Google's latest neural image assessment system (NIMA) is using AI to scan all the pictures you took on your phone for quality and then help choose the most attractive ones.
System - Networks - Type - System - Networks
The system uses deep convolutional neural networks, a type of computing system that replicates the biological networks in the brain, to scan phone photos for both technical and aesthetic elements.
Google hopes to develop the system as app to suggest improvements such as tweaks to brightness and contrast in real time, and even offer tips to improve the framing and 'aesthetic beauty and emotional appeal' of images.
Data - Judges - Images - Photo - Contests
With data based on what human judges generally select as good images in photo contests, the algorithm rates photos based on technical elements such as blurriness, highlights and use of shadows.

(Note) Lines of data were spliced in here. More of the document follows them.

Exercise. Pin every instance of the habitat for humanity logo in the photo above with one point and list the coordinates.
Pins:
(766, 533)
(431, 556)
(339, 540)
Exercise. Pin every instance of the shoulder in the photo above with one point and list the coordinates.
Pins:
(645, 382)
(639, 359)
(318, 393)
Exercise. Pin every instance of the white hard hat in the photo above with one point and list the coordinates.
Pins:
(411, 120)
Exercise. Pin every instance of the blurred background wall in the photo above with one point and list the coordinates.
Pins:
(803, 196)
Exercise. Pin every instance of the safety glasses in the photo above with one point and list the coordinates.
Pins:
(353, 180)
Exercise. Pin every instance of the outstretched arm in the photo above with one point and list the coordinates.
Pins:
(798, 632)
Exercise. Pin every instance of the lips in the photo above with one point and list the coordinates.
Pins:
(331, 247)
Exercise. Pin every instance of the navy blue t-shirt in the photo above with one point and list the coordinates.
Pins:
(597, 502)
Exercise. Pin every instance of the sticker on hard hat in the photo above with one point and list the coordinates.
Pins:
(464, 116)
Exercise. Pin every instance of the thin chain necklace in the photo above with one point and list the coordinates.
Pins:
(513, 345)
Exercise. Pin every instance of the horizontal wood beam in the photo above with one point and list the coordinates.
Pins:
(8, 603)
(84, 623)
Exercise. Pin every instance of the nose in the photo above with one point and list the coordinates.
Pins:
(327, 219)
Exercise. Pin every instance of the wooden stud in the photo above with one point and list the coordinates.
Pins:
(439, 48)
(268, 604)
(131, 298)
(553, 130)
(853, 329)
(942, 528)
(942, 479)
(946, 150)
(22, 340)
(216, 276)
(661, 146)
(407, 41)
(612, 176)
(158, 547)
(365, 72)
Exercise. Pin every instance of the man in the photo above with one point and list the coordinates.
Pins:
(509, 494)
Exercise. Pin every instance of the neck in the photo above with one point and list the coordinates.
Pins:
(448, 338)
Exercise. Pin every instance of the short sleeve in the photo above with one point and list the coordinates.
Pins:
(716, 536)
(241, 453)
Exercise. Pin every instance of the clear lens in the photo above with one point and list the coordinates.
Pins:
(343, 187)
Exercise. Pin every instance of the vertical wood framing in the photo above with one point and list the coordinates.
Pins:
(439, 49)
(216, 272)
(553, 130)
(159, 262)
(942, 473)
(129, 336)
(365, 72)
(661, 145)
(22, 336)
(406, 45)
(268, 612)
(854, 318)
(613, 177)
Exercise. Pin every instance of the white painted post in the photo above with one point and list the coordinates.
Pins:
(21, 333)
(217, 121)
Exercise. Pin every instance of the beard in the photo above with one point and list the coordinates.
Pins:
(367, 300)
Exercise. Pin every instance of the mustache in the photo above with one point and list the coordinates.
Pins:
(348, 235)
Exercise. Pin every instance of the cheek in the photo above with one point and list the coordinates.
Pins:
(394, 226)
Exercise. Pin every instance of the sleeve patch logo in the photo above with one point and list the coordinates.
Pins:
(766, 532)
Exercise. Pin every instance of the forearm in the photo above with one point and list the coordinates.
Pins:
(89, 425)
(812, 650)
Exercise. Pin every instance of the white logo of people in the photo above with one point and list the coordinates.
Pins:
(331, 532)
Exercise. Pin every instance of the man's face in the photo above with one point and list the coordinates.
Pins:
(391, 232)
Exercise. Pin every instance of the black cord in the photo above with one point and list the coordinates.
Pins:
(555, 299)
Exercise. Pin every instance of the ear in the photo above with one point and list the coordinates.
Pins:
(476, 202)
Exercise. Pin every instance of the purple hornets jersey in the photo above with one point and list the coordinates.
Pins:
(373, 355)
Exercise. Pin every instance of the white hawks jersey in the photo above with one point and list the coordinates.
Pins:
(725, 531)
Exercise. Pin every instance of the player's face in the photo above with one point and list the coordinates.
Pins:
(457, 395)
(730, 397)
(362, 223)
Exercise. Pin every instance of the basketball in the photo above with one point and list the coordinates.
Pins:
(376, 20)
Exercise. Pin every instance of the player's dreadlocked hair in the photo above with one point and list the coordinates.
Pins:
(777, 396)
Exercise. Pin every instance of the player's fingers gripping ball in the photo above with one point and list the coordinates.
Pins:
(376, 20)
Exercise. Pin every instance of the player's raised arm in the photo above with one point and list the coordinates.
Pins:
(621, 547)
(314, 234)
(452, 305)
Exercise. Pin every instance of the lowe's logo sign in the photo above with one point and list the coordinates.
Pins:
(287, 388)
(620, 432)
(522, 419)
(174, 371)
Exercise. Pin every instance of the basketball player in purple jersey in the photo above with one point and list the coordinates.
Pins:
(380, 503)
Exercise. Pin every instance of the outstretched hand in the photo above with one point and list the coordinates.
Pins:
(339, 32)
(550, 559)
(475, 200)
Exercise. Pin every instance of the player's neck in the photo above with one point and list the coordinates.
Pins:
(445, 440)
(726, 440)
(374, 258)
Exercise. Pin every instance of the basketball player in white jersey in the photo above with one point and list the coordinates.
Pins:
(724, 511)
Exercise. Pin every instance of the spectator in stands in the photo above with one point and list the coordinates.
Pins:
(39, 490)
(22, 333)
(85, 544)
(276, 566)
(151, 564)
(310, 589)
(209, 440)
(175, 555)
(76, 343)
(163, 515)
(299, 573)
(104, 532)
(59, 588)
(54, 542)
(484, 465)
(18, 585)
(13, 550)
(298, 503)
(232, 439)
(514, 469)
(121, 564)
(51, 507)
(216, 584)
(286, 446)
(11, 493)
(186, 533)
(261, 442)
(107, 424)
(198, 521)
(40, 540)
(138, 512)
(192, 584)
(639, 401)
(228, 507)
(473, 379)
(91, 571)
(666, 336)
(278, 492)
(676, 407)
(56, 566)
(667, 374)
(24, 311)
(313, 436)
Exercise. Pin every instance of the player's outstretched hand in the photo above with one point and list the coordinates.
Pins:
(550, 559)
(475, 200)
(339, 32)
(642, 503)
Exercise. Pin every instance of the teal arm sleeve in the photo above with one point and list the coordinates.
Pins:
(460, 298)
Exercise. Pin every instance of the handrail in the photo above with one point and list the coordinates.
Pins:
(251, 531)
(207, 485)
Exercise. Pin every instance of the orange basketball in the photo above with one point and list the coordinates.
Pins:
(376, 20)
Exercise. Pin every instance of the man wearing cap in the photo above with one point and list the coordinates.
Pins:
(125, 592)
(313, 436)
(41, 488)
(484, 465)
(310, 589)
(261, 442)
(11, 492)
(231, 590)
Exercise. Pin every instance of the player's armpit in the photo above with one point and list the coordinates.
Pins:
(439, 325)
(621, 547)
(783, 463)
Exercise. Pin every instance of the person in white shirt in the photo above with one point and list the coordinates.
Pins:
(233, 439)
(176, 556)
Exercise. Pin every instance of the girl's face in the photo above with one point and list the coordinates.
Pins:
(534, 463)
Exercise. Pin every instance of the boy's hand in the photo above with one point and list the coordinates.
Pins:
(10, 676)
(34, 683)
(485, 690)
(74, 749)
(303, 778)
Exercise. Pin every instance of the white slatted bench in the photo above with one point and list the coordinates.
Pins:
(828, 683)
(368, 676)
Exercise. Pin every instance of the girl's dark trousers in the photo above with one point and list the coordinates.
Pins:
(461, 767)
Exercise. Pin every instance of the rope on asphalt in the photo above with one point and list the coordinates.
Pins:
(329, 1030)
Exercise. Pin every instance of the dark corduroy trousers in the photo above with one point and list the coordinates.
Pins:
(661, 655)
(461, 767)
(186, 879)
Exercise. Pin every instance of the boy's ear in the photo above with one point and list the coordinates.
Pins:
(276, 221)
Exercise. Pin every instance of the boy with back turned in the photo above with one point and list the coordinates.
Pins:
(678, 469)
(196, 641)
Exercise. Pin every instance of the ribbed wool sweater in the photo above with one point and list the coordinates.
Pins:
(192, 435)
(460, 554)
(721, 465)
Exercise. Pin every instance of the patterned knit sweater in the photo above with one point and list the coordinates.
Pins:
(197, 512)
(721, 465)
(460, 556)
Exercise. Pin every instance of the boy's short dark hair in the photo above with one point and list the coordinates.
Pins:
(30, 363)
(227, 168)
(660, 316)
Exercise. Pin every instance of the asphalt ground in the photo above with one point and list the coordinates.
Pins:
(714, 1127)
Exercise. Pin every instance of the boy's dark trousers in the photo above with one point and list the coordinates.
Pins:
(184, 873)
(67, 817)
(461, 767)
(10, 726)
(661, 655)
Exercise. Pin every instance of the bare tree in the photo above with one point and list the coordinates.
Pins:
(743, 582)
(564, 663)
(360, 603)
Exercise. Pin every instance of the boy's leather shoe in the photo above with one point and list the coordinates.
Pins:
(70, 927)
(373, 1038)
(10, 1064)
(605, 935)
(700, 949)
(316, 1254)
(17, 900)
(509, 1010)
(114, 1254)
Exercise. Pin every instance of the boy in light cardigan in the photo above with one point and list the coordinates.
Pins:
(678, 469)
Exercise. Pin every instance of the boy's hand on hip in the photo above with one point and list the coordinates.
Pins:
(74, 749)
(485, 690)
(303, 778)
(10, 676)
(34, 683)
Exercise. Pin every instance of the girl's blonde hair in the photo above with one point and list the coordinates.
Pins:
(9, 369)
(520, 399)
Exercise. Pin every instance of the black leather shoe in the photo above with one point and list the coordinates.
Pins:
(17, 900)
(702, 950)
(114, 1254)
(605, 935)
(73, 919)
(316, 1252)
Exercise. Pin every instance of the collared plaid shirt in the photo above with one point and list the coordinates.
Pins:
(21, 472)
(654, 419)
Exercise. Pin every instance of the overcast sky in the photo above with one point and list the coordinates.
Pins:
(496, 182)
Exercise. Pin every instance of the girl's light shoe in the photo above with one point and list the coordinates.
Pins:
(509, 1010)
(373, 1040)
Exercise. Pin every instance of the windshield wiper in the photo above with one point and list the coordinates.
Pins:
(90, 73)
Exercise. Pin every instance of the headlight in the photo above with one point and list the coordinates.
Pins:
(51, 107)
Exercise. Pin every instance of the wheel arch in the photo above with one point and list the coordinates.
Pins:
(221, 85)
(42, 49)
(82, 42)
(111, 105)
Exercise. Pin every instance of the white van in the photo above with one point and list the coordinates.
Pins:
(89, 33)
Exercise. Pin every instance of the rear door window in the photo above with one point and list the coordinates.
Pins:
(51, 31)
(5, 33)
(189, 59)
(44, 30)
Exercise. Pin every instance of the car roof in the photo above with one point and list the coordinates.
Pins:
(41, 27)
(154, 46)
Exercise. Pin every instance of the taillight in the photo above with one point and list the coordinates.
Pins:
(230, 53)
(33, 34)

Once it is officially released for use on phones and computers, the system will also judge photos based on more subjective elements of attractiveness, such as aesthetic beauty or emotional appeal.
Photo - Reference - Image - Subject - Style
Ideally, each photo will be compared to a reference image of a similar subject and style.
But if no such reference image is available, Google will use statistical data to gauge what image humans are most likely to prefer.
Algorithm - Photos - Score - Edits - Things
The algorithm gives all photos a composite score of 1-10 and suggests edits for things like better brightness and exposure.